A farmer who is predicting an abundance of maize in the coming year is unhappy about his own forecast. The abundance will go waste, Christian Marfo gave another prediction only more ominous.

Ghana’s post-harvest culture is still not up to scratch. And so Ghanaians would have to embrace the good news of abundance and then get ready for a human-engineered period of waste.

Ghana loses more than 318,500 tonnes of maize annually to post-harvest losses according to a 2016 study. Or put is more imaginably 63.7million bags of maize gone waste. If these bags were given out for free to each of Ghana’s 27 million citizens, each would take home two bags.

Maize represents the second largest commodity crop in the country after cash crop cocoa. It accounts for more than 50% of total cereal production in the country.

It is a lifeline for many below the poverty line and those in the line of poultry production, maize is another lifeline, providing feed for livestock.

“If I don’t get maize for 150,000 birds, they will die” a poultry farmer once said in May 2018 when the shortage of staple was reported.

And so when government launched the Planting for Food and Jobs program in April 2017, the potential impact of the policy was obvious – food and jobs.

Christian Marfo was full of praise for the program.
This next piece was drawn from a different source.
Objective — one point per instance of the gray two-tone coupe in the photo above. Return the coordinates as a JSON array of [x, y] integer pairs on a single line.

Almost full of praise.

With his farms around the Ejura, Atebubu, Sekyre Odumase areas, he said he has seen the program actually wipe out armed robbery.

“The program has been impactful to be honest with you”, he said on Joy News Scorecard where the nearly two-year-old Akufo-Addo government was under assessment.

Marfo said one farmer who planted 1,000 acres of maize and 500 acres of sorghum had to employ 300 people to manage his farms.

Crime just dropped and with it dropping food prices, he indicated.

“A whole bag of carrot is going for 50 cedis”, the farmer said. “A whole bag of eggplant is going for 10cedis”, a revelation that drew a gasp of shock from the audience at the Labadi Beach hotel in Accra.

But he lamented that for farmers, the reward for the abundance is that prices will be determined by buyers and farmer would have to cave into the low prices offered otherwise their goods will perish.

Marfo was at pains to stress, government urgently needs to build storage and processing facilities.

A Deputy Minister for Food and Agriculture Dr Sagre Bambangiwas was on hand to provide assurances. “We are working. We are addressing our post-harvest challenges” he said.

He revealed 30 warehouses with 1,000 metric tonne capacity each. Some 50 more warehouses are also going through procurement processes, he said.

Photo: Dr Sagre Bambangi is MP for Walewale Constituency in the Northern region and a former lecturer at University for Development Studies.

Construction of silos while an obvious solution was once controversial under Kwame Nkrumah. His government built silos with a potential storage capacity of 200,000 tonnes atTema.

This is much more spacious than the combined 80 silos government is still trying to construct. Nkrumah’s silos were built at a cost of 8.5 million British pounds.

One of the silos was a colossal concrete structure reaching 10-storeys into the sky. Within its vast bowels are 14 compartments with a grain storage capacity of 1,000 metric tonnes each.

The complex giant 10-storey grain silos are the tallest storey buildings in the immediate harbour area built by Nkrumah’s government as part of the Tema Food Complex Corporation (TFCC) project.

It was to store cocoa for the world leader in the cash crop and also stockpile grains for national food sufficiency and security.

Photo: Silos at Tema harbour: Credit: nonjeneregretterien.blogspot.com

Political opposition, the World Bank and foreign interests heavily criticised the construction. One foreign report on Dr. Nkrumah’s industrialisation plan post-independence era said;

“Nkrumah went on a massive spending spree, building roads, houses, schools, hospitals, factories, steelworks, mining ventures and the largest dry dock in Africa that was rarely ever used. He built the Akosombo Dam and a hydroelectricity power plant on the Volta River at the expense of the spread of endemic river blindness”.

The silos project was eventually abandoned. The storage facility is heavily infested with rodents.

Some 51 years after the silos were constructed, they still stand tall while government ’s post-harvest storage capacity falls short.